Madison Edwards Barnett, Wake Forest University

Madison Edwards Barnett and Sarah M. Esstman, Department of Biology, Wake Forest University

Virus Replication: Entry, Exit and Everything in Between

The rotavirus virion consists of three capsid layers: an inner VP2 core shell layer, an intermediate VP6 layer, and an outer VP7-VP4 layer. Rotavirus assembly first yields a double-layered particle (DLP), which becomes a virion following outer layer addition. However, the DLP assembly mechanism is poorly understood, and pre-DLP assembly intermediates are incompletely characterized. Here, we sought to optimize biochemical techniques for isolating pre-DLP intermediates from infected cells to study their compositions and ultrastructures. Wildtype (WT) strain SA11-infected monkey kidney cells were lysed using a Dounce homogenizer, and subviral particles (SVPs) were pelleted by ultracentrifugation. Following incubation of this SVP pellet for 10 minutes at 50-65℃ and native agarose gel electrophoresis, two putative pre-DLP intermediates were resolved. One intermediate migrated in the gel similar to the control DLP, but it showed a difference in its thermostability. Specifically, the “DLP-like” intermediate was stable at 65℃, while the DLP was unstable, suggesting that these are compositionally different particles. A second intermediate migrated similar to the single-layered core.

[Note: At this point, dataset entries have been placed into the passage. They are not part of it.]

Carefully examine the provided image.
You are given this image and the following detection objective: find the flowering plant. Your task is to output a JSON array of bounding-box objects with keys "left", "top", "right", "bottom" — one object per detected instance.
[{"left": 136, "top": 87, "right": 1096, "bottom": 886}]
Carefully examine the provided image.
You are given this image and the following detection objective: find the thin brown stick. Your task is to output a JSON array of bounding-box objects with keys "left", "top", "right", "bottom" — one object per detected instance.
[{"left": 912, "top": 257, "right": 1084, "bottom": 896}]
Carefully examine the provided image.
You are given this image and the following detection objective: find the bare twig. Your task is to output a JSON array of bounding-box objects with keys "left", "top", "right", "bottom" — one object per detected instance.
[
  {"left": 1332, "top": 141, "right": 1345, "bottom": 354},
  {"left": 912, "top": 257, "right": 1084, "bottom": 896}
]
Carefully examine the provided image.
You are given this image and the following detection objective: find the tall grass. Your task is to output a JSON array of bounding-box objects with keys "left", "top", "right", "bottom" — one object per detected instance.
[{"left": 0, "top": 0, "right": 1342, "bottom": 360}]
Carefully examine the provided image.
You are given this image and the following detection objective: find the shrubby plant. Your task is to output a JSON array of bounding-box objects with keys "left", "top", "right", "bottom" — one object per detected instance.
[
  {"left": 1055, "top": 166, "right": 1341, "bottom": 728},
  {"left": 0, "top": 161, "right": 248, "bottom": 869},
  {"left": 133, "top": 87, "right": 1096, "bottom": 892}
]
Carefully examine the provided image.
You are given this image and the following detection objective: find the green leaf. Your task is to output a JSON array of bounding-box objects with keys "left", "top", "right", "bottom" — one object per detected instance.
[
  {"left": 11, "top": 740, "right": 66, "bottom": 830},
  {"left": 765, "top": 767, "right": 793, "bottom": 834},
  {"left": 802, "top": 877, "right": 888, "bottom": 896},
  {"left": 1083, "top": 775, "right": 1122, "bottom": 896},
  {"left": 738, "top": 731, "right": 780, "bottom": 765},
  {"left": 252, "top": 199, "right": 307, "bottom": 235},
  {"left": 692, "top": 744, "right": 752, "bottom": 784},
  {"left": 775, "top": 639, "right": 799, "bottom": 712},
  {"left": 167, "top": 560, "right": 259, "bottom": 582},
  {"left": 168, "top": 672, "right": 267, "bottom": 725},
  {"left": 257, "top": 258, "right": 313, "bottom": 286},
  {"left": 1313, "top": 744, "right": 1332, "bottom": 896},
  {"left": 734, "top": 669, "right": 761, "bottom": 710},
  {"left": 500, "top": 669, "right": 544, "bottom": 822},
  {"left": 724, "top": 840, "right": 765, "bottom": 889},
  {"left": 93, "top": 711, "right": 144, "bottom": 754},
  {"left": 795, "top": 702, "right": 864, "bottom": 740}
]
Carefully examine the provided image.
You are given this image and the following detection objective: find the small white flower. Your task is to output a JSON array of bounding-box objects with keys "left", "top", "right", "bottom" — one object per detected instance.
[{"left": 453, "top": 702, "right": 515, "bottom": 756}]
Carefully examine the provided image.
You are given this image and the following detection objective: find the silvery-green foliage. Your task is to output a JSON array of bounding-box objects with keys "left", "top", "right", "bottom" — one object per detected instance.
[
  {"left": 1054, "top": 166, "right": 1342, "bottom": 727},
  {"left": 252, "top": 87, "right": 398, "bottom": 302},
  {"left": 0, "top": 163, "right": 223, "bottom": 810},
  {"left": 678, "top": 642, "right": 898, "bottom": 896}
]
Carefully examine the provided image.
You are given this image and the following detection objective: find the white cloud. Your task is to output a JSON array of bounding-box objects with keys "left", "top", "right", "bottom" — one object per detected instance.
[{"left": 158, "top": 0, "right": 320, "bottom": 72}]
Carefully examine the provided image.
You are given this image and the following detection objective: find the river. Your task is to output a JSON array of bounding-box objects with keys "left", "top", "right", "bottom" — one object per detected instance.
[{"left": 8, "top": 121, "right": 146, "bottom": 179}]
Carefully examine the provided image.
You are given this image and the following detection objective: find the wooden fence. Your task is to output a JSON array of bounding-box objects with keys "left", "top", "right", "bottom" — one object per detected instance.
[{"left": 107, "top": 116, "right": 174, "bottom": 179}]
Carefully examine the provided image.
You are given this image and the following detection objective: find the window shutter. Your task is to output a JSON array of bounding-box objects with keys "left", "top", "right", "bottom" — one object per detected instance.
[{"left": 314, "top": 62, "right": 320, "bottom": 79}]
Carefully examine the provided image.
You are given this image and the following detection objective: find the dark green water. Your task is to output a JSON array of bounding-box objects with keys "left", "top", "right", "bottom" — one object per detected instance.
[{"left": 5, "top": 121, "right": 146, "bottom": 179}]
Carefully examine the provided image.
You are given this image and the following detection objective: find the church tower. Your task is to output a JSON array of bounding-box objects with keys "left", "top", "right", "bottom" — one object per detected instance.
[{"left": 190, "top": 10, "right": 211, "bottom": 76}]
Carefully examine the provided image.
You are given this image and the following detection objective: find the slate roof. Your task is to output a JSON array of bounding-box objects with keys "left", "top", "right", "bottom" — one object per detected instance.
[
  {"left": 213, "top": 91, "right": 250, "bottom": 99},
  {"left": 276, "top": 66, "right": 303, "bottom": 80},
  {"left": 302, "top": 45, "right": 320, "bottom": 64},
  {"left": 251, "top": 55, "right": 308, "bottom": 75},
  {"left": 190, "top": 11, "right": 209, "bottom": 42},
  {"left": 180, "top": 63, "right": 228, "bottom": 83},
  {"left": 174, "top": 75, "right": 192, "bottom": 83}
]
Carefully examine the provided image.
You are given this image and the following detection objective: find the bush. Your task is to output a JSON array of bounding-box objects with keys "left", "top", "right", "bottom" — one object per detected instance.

Both the control core and the “core-like” intermediate were stable at 65℃, suggesting similarity between these particles. To further investigate these intermediates, we performed experiments using tsVP6, an SA11 mutant with a temperature-sensitive block in DLP assembly. Following incubation of tsVP6 SVPs at 65℃, only the “core-like” intermediate was resolved. This result suggests that the “DLP-like” intermediate of tsVP6, but not that of WT, is thermosensitive. Future work will employ this isolation procedure with WT and tsVP6 to reveal new insights into rotavirus DLP assembly.